Ergebnisse: Der Anstieg der FRET-Effizienz des FLIPglu Sensors charakterisierte die Glucoseaufnahme der Zelle nach Stimulierung und die Abnahme nach Glucoseentzug die Glucosephosphorylierungsrate. Dabei war die Glucoseaufnahme in primären Beta-Zellen signifikant höher als in MIN6-Zellen, die Phosphorylierungsrate jedoch gleich. Dem Anstieg der intrazellulären Glucosekonzentration folgten in MIN6-Zellen mit einer zeitlichen Verzögerung von 60 sek [Ca²⁺]_i Oszillationen, begleitet von einer Erhöhung der Insulinfreisetzung in das Umströmungsmedium. In Gegenwart von 10 mM 3-O-Methylglucose war das Einsetzen der [Ca²⁺]_i Oszillationen um weitere 60 sek verzögert. Die Anwesenheit von 10 mM Mannoheptulose während der Stimulierung mit 10 mM Glucose verminderte die [Ca²⁺]_i Oszillationen sowie die Insulinsekretion signifikant.

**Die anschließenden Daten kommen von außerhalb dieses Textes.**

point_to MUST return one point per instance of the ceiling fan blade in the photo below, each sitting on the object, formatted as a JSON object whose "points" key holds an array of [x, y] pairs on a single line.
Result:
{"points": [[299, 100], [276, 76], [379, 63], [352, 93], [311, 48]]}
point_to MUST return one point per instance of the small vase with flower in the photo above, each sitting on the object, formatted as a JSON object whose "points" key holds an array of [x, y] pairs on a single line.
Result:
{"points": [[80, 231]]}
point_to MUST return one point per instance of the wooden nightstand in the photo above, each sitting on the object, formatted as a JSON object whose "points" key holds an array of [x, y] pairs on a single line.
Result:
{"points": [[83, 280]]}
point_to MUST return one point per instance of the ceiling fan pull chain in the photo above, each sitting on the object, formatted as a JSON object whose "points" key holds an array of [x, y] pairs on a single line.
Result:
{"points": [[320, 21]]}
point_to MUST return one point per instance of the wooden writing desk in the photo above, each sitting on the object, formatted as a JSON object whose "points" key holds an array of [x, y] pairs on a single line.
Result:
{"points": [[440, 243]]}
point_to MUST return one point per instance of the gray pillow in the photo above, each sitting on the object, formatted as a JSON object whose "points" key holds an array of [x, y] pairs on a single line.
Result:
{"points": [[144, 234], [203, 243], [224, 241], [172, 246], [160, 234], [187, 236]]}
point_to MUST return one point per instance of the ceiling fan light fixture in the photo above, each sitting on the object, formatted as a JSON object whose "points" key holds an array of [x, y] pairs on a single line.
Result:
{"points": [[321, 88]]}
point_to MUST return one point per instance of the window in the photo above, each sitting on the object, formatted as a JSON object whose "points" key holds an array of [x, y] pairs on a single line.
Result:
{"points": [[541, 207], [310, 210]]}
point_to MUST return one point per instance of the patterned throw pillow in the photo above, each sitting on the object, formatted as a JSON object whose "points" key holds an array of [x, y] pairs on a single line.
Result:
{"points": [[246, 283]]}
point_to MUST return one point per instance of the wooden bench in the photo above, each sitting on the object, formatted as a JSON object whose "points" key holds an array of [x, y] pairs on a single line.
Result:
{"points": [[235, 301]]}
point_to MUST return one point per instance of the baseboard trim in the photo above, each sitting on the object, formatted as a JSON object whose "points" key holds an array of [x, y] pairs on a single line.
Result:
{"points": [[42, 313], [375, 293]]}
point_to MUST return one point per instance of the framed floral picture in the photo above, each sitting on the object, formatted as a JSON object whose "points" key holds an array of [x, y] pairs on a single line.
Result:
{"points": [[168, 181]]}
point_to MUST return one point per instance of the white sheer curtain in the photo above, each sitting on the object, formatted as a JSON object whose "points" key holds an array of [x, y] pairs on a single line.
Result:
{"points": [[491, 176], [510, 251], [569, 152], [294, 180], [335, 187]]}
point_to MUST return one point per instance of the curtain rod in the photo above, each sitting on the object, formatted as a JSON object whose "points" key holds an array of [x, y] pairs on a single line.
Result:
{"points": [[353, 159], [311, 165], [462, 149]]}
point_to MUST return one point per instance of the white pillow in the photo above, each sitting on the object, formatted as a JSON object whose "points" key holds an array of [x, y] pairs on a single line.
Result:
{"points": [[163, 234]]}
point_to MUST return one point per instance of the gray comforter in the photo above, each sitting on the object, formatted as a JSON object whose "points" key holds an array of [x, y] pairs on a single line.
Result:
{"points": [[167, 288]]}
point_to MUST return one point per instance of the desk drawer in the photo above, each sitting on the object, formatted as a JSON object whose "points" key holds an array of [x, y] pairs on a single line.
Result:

Schlussfolgerung: Eine fluoreszenzmikroskopische Echtzeitanalyse des Glucosemetabolismus und des Calciumfluxes ist durch den parallelen Einsatz des FRET-Konstruktes FLIPglu und Fura-2möglich. Durch Einsatz von Inhibitoren konnte gezeigt werden, dass eine Verlangsamung der Glucoseaufnahme primär zu einer Verzögerung der Insulinsekretion führt. Hingegen führt eine Inhibierung des Glucosestoffwechsels zu einer Reduktion des Calciumsignals und der Insulinsekretion. Diese Technik kann zukünftig dazu beitragen, Defekte in der Stimulus-Sekretionskopplung im Typ 2 Diabetes aufzuzeigen.